Nous croyons à la justice, particulièrement à la justice sociale et notre conviction est qu’elle doit constituer un véritable tremplin pour le développement de notre cher pays. Nous affirmons à nouveau sans détour, qu’un régime civil qui se déclare publiquement démocratique doit aussi accepter les règles qu’impose la démocratie à savoir le respect des libertés politiques ainsi que des droits humains en conjonction avec l’effectivité d’un système réel de contre-pouvoir au profit de la nation.
Sur la base donc des faits ci-dessus évoqués, il ne serait aucunement de trop, de s’interroger publiquement si une administration publique à travers des correspondances adressées à certains opposants au regard de leurs simples affirmations publiques de ne pas s’affilier au CFOP, ne s’érige pas en porte-voix du CFOP ? Ou ne décide-t-elle pas de le (CFOP) défendre indirectement et subtilement en vue de le rendre fort à son profit ? Au point de vouloir que toute l’opposition se range donc derrière lui (CFOP).
Autant d’interrogations légitimes dont la probabilité d’une réponse affirmative donne froid au dos avec ces manœuvres, de dévitalisation et de colonisation de l’opposition, accompagnée de la bénédiction sans équivoque de certains leaders dit de l’opposition mais qui, dans la pratique s’opposent la journée mais partage la table du pouvoir la nuit.

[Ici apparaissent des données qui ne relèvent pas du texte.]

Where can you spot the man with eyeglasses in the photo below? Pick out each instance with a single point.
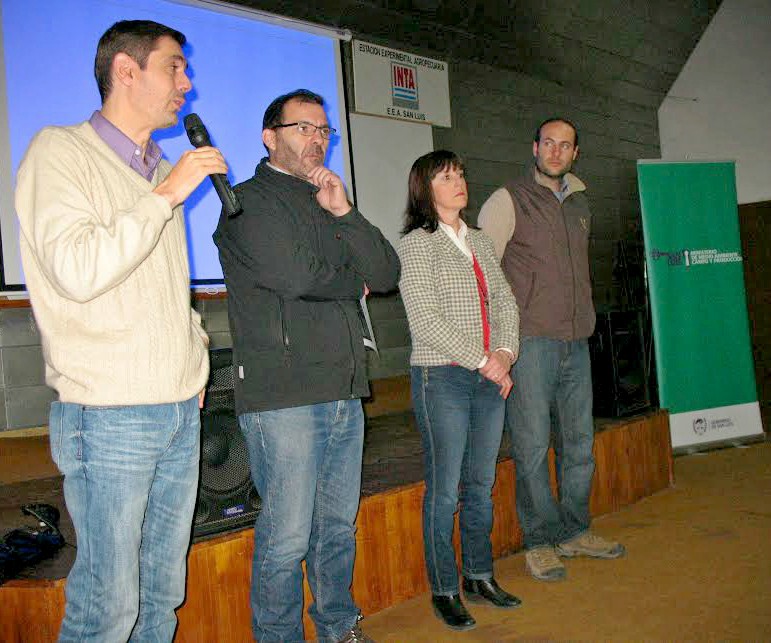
(296, 263)
(539, 225)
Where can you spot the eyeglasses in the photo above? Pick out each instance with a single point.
(309, 129)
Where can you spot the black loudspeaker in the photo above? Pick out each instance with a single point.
(227, 498)
(619, 376)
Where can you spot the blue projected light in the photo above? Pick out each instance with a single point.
(237, 66)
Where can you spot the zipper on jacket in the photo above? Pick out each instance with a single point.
(353, 349)
(284, 334)
(572, 270)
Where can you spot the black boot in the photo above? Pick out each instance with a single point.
(452, 612)
(488, 591)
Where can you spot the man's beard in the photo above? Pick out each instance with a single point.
(551, 174)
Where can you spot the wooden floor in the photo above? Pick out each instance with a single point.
(633, 461)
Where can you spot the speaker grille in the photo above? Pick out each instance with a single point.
(226, 497)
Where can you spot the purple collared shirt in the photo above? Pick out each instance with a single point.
(125, 148)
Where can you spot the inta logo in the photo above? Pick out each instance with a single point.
(404, 85)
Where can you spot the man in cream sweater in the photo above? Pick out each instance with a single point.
(105, 260)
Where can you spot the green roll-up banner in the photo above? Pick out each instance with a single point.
(696, 281)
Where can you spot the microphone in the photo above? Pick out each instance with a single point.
(196, 132)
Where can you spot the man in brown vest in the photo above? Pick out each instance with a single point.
(539, 224)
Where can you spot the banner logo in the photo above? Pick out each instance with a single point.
(404, 85)
(699, 257)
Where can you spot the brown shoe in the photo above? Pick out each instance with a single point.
(355, 635)
(543, 564)
(589, 544)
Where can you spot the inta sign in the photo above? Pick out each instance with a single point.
(393, 83)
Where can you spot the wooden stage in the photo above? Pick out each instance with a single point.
(634, 460)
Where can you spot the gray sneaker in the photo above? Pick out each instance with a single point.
(543, 564)
(591, 545)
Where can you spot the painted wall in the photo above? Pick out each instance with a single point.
(720, 105)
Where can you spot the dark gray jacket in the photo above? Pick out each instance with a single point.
(294, 275)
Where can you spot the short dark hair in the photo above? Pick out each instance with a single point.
(556, 119)
(421, 211)
(275, 111)
(137, 38)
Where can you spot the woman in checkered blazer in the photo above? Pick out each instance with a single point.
(464, 324)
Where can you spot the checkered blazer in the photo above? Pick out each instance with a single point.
(440, 294)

Tout en reconnaissant également qu’au regard de son pouvoir discrétionnaire, l’administration a pleinement le droit de discuter avec qui elle souhaite ; cependant, elle n’a pas le droit de persécuter qui que ce soit au regard de sa son choix politique respectueux des lois.

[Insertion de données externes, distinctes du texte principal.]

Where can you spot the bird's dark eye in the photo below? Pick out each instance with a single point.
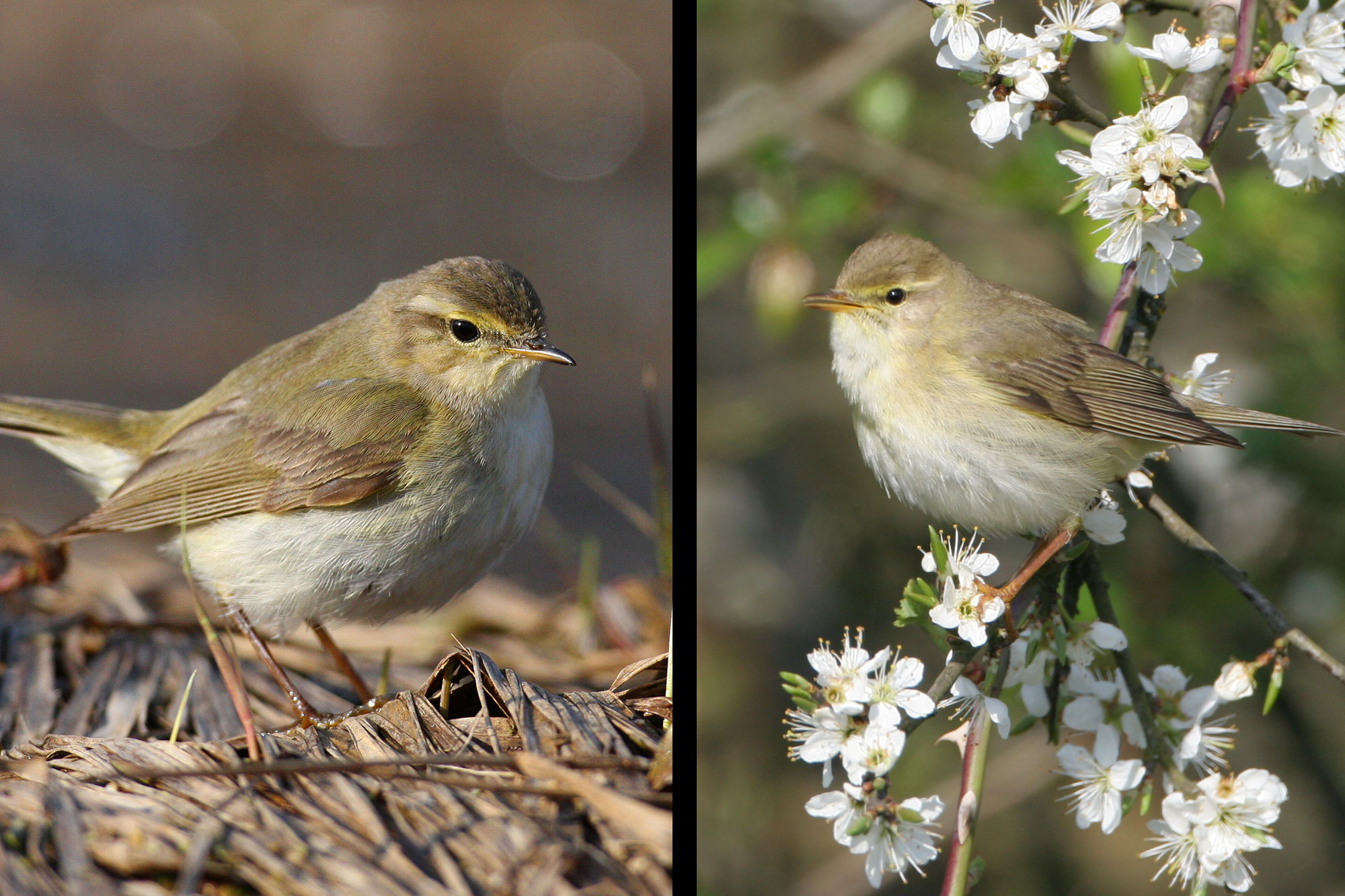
(463, 330)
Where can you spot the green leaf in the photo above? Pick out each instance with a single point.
(939, 551)
(1277, 681)
(805, 704)
(883, 104)
(915, 604)
(976, 870)
(833, 205)
(860, 826)
(1071, 204)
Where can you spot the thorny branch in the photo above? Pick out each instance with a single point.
(1187, 534)
(1157, 747)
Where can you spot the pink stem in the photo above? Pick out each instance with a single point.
(1116, 322)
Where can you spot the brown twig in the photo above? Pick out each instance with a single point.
(1077, 107)
(777, 111)
(1157, 745)
(1187, 534)
(941, 686)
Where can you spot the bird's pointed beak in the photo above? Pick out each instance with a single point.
(540, 350)
(832, 300)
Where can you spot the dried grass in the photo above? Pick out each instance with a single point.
(533, 792)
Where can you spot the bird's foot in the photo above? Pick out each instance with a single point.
(310, 717)
(1005, 594)
(26, 557)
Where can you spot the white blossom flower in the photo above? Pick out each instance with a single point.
(1082, 21)
(958, 24)
(1168, 681)
(1203, 382)
(964, 604)
(1032, 676)
(1289, 140)
(1319, 45)
(1207, 740)
(1098, 173)
(874, 752)
(1246, 807)
(1152, 126)
(1124, 209)
(966, 560)
(1100, 701)
(820, 735)
(1165, 252)
(903, 841)
(845, 806)
(969, 702)
(1102, 779)
(895, 692)
(1176, 52)
(1086, 641)
(1237, 680)
(1328, 127)
(1179, 848)
(1105, 525)
(993, 120)
(844, 677)
(964, 607)
(1203, 840)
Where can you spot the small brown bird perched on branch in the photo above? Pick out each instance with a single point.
(987, 407)
(375, 466)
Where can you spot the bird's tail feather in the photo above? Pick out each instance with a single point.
(1230, 416)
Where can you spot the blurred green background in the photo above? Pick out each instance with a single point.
(824, 123)
(186, 184)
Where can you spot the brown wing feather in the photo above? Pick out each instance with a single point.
(334, 444)
(1059, 372)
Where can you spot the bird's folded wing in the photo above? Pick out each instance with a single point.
(328, 446)
(1089, 385)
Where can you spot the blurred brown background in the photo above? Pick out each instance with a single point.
(182, 185)
(866, 134)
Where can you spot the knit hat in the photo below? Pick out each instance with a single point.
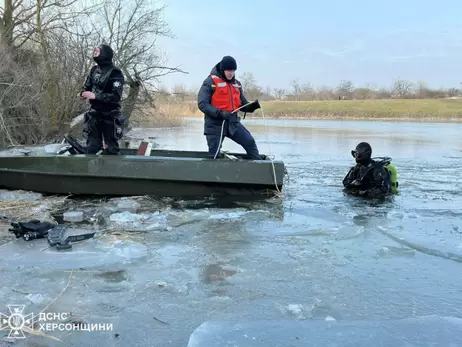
(228, 63)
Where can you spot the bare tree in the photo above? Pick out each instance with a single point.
(20, 100)
(132, 28)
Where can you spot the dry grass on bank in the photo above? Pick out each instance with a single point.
(387, 109)
(413, 109)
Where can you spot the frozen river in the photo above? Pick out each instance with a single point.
(312, 253)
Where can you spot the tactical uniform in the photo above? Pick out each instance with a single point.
(368, 177)
(218, 97)
(104, 119)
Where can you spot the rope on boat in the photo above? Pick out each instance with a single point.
(267, 140)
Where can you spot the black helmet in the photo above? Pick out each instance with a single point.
(362, 153)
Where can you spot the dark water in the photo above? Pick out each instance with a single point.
(309, 254)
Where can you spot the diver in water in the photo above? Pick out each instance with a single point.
(369, 177)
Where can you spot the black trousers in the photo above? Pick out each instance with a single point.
(241, 136)
(101, 127)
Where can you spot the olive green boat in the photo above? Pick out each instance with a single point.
(162, 173)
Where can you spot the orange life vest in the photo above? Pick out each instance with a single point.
(227, 96)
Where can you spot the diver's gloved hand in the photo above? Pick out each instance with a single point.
(253, 106)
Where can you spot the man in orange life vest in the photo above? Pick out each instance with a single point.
(220, 94)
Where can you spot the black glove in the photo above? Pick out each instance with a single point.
(226, 115)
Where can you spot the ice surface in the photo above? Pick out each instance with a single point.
(139, 222)
(128, 205)
(86, 254)
(411, 332)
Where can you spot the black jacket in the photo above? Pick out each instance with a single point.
(107, 82)
(213, 119)
(373, 180)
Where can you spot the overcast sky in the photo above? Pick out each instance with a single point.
(318, 42)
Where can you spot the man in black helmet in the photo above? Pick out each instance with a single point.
(103, 88)
(368, 177)
(219, 96)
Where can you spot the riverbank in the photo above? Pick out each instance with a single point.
(444, 110)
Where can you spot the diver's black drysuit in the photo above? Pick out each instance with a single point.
(368, 177)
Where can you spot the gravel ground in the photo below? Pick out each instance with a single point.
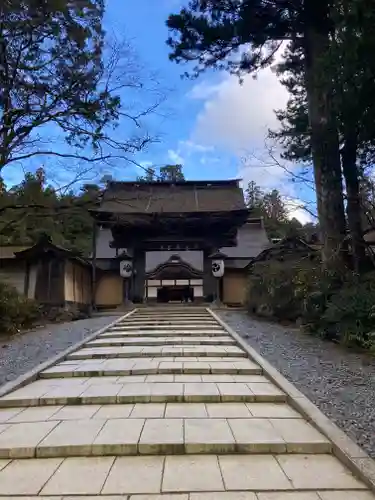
(340, 382)
(21, 353)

Pour notre part, nous refusons publiquement une quelconque affiliation au CFOP qui pourrait mettre en péril l’opposition et nous nous assumons dans ce sens parce que nous croyons fermement que chaque entité doit rester indépendante dans son rôle républicain.

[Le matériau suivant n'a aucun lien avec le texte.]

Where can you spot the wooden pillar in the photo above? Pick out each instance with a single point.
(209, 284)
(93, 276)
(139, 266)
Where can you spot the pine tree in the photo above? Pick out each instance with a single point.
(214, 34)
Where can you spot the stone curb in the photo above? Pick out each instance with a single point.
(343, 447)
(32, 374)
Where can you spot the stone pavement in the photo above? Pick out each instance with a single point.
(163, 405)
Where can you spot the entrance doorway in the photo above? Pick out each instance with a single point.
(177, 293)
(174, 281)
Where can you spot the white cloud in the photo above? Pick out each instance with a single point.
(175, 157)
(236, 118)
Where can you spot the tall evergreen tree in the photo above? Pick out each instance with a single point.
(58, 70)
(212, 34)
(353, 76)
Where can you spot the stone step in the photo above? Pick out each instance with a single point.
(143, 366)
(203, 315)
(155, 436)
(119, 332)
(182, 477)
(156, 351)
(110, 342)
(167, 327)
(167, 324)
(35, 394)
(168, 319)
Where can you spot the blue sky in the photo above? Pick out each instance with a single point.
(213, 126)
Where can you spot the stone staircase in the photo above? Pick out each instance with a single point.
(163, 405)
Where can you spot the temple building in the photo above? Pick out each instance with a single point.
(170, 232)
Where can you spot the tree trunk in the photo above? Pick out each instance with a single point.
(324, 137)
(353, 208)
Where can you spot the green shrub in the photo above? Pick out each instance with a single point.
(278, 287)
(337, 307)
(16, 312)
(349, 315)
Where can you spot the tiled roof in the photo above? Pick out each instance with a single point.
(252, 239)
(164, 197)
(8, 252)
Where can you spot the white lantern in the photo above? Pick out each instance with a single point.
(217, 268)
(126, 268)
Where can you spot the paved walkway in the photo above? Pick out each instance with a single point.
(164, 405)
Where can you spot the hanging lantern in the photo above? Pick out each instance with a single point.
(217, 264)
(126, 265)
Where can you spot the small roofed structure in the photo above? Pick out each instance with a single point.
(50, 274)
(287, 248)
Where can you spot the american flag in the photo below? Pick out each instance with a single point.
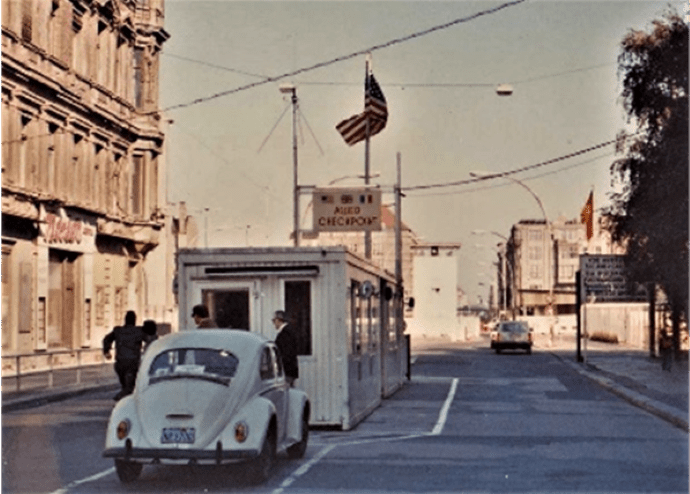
(587, 215)
(354, 129)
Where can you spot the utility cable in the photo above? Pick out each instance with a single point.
(495, 186)
(516, 170)
(343, 58)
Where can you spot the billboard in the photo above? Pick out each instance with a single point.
(604, 279)
(347, 209)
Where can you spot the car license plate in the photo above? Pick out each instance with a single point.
(183, 435)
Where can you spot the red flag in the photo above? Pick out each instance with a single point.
(587, 215)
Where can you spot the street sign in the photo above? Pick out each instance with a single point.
(604, 277)
(347, 209)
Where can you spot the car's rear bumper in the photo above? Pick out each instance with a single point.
(158, 454)
(512, 345)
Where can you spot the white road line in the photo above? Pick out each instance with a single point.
(71, 485)
(303, 469)
(443, 415)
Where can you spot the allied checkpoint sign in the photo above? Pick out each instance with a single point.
(603, 276)
(347, 209)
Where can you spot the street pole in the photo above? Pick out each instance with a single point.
(400, 293)
(295, 213)
(551, 277)
(367, 234)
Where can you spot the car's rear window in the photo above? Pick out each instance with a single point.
(194, 363)
(514, 328)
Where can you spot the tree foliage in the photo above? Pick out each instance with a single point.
(649, 214)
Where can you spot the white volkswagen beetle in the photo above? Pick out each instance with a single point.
(208, 396)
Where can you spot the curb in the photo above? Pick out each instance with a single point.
(661, 410)
(45, 397)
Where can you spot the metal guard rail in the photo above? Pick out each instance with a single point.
(51, 368)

A présent, en nous adressant spécifiquement aux populations qui souffrent entre autre du chômage couplée à une absence de perspective d’avenir pour la majorité d’entre elles, du désagrègement du système éducatif, d’une couverture sanitaire loin des attentes, de l’insécurité quasi permanente ; nous leurs disons qu’au lieu de rester passif par rapport à la question politique en général ou de se laisser duper facilement par des billets de banque à certains moments et souffrir pendant d’autres moments, il est grand temps de porter un regard analytique sur le milieu politique afin de savoir réellement qui fait quoi ? Qui prône quoi et pourquoi ? Qui est impliqué dans quoi ?
C’est seulement au prix de l’intérêt porté sur l’Etat, les libertés publiques et démocratiques, les conditions réelles de la concurrence politique, qu’il sera possible de confier votre confiance à des leaders qui le méritent vraiment et qui seront capable de conduire le pays tout entier vers un présent et un devenir meilleur pour tous. A défaut, en restant dans cette passivité improductive, cela fera de nous, des complices de ces captieuses entreprises de sabordination des acquis démocratiques, de l’opposition véritable et du droit à la différence.
En démocratie, l’éveil, la veille citoyenne et l’engagement constant du peuple pour la gestion du bien public sont incontestablement des facteurs déterminants pour le développement et la stabilité d’un pays. C’est en cela que constitue d’une part, notre ardent souhait de voir notre peuple s’impliqué avec discernement et d’autre part, le socle de nos profondes convictions politiques à savoir le respect des droits et le bien-être de tous les Burkinabè sans distinction aucune.